Sunday, March 04, 2007

Excuse for Abuse




Ben Schott has an amusing essay in today's NYT Book Review about book abuse, which essentially comes to the conclusion that "those who abuse their own books through manhandling or marginalia are often those who love books best". That is to say, the abuse of a book, when done out of love, is quite different from the destruction of books by the Nazis or, today, anti-Harry Potter evangelicals, which is done from the urge to censor.

What is also lovely about a book, in Schott's estimation, is that you can abuse it and that it will live on. He contrasts a book in this sense with a web site:
Indeed, the ability of books to survive abuse is one of the reasons they are such remarkable objects, elevated far beyond, say, Web sites. One cannot borrow a Web site from a friend and not return it for years. One cannot, yet, fold a Web site into one’s back pocket, nor drop a Web site into the bath. One cannot write comments, corrections or shopping lists on Web sites only to rediscover them (indecipherable) years later. One cannot besmear a Web site with suntan-lotioned fingers, nor lodge sand between its pages. One cannot secure a wobbly table with a slim Web site, nor use one to crush an unsuspecting mosquito. And, one cannot hurl a Web site against a wall in outrage, horror or ennui. Many chefs I know could relive their culinary triumphs by licking the food-splattered pages of their favorite cookbooks. Try doing that with a flat-screen monitor.

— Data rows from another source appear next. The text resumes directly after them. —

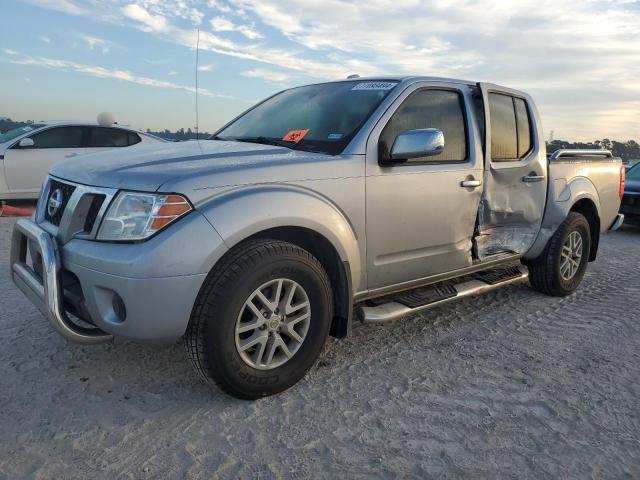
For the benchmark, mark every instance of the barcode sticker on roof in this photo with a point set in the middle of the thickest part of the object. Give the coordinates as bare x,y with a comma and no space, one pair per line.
374,86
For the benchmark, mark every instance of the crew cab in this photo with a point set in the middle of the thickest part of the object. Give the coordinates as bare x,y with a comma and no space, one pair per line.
367,199
28,152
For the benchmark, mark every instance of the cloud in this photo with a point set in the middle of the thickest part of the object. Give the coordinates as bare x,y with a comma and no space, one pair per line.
267,75
580,60
151,23
65,6
96,43
221,24
101,72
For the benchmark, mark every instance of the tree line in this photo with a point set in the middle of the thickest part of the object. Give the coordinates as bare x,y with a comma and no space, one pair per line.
629,150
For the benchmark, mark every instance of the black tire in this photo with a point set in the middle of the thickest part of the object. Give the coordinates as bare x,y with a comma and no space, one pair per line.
210,337
544,272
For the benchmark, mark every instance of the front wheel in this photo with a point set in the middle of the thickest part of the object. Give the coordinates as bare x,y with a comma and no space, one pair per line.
560,268
261,319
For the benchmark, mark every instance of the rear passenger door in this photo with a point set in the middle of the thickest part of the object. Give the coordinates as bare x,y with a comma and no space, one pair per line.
515,175
419,217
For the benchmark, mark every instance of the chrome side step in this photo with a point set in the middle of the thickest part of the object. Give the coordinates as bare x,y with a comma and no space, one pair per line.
480,283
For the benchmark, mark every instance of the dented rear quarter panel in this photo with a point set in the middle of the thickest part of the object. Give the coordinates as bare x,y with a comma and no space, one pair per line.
572,180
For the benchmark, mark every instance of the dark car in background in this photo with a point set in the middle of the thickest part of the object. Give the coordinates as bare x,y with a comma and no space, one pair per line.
630,206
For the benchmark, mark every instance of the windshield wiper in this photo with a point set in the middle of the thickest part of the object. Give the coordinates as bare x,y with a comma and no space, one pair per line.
266,141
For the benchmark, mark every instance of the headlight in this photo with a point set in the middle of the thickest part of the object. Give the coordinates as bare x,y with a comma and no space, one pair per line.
136,216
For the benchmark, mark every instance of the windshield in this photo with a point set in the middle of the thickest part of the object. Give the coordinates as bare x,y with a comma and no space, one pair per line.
318,118
16,132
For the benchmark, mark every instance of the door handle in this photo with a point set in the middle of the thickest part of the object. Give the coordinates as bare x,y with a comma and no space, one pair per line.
532,178
470,183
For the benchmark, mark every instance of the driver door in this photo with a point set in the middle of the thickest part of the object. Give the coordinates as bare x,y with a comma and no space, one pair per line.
420,215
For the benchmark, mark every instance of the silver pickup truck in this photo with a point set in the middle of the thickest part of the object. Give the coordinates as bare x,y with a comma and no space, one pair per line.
366,199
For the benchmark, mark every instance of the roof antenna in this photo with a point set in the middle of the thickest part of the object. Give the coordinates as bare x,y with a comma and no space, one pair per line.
197,115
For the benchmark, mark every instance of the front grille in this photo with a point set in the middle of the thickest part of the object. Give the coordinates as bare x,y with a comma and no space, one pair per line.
92,214
54,215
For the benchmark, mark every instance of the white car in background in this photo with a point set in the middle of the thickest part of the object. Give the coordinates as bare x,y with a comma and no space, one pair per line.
28,153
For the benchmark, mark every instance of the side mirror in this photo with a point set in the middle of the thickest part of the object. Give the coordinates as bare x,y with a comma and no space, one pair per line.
26,143
424,142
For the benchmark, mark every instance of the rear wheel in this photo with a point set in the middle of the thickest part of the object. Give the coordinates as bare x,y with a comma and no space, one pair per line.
261,319
560,268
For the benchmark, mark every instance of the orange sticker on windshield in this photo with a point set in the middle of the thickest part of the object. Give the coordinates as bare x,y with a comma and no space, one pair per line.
295,135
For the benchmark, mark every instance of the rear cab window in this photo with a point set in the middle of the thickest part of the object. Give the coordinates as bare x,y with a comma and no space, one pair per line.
511,138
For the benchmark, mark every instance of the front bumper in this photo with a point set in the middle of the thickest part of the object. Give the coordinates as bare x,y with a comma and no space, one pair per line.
142,291
46,292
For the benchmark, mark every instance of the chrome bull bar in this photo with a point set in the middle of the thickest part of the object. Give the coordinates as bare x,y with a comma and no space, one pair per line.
46,293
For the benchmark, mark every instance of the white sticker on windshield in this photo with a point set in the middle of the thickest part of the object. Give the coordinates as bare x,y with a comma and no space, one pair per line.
374,86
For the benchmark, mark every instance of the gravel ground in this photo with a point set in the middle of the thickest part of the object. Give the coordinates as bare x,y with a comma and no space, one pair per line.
510,384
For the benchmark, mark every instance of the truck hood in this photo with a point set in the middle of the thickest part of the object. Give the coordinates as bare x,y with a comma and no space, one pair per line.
199,165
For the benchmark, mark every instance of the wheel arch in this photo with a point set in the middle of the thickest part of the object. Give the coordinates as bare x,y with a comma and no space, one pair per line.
579,195
304,218
587,208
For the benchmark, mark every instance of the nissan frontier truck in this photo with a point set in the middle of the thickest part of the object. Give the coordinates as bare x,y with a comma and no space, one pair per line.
363,200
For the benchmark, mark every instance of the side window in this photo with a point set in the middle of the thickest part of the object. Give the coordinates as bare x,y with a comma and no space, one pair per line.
510,128
441,109
524,128
58,137
134,138
109,137
504,133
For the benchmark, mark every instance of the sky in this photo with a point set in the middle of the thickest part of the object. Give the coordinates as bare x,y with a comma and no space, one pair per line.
72,59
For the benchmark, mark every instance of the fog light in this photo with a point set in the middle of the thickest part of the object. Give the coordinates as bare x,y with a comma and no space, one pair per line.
119,309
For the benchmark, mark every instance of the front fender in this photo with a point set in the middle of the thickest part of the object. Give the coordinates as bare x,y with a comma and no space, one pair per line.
245,211
561,198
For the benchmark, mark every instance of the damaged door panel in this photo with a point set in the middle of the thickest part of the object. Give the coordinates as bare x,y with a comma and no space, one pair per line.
515,174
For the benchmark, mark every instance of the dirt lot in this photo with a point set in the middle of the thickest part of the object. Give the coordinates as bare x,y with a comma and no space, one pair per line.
511,384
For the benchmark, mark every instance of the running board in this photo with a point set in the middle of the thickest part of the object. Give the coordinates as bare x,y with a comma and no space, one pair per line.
421,299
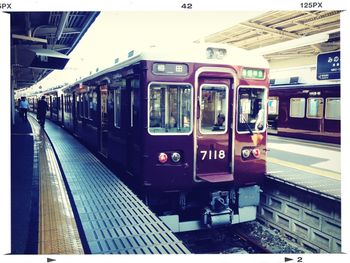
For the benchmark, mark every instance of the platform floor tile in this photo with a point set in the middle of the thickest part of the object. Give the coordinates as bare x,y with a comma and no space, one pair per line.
113,218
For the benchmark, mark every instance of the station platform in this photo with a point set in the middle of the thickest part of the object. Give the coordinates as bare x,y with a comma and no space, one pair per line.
312,166
76,205
66,201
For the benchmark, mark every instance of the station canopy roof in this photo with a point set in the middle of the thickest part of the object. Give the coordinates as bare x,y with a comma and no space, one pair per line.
41,41
276,27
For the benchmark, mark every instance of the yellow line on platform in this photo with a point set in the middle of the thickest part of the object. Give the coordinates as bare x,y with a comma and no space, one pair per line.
305,168
58,232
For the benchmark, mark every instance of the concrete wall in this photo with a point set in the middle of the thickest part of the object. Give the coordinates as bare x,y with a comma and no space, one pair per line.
312,221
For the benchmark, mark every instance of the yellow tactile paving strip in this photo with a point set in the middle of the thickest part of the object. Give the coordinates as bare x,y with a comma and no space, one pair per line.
58,233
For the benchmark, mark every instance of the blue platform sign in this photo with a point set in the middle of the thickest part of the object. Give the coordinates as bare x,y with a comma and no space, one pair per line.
328,66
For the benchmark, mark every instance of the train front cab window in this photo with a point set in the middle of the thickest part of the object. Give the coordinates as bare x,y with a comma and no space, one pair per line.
297,108
252,103
273,105
332,109
169,108
314,108
213,109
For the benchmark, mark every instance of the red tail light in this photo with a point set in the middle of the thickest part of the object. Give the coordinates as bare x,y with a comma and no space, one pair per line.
256,153
162,157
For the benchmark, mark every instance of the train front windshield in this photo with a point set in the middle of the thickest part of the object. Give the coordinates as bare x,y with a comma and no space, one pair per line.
252,109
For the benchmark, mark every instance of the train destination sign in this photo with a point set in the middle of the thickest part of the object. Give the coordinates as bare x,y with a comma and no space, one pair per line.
328,66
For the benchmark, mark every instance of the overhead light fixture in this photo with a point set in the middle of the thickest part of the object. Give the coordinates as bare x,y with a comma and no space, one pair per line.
295,43
41,58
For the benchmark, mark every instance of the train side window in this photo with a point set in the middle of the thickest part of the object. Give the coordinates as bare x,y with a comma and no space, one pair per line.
332,109
314,108
213,109
297,108
169,108
272,106
80,103
117,108
252,103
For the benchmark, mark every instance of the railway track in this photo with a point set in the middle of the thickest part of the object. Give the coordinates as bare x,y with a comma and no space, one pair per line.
246,238
220,241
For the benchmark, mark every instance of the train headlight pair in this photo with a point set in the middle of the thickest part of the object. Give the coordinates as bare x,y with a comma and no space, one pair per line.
175,157
246,153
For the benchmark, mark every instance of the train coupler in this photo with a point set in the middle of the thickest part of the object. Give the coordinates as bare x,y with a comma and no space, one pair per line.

This made me start to feel bad about the fact that lovers of Betty & Bimbo have little in the way of physical abuse to show their affection. So, please, when you're reading this blog, spill ketchup on your screen! Drop your laptop! And perhaps even sneeze on the keyboard and neglect to wipe it off - at least for a moment.

1 comment:

venus (en el pudridero) said...

fabulous illustration!

however v must point out that the argument is flawed as it makes no distinction between use and abuse! the natural wear and tear in the life-cycle of the bound volume, either as beach companion or unidentified flying object, and the real abuse to which they are subjected to for instance in college libraries by overprotected suburbanite kids that have no sense of the public good: broken binding, random pages torn out, passages highlighted in gruesome colors and obnoxiously evident remarks in ink.

v is glad to agree with koko on the sadness of the utter blog-lack of physical interaction. surely, the virtual hurling of objects could replace that. v proposes a new sort of htm language, where text could prompt the reader through a set of instructions particular modes of physical interaction.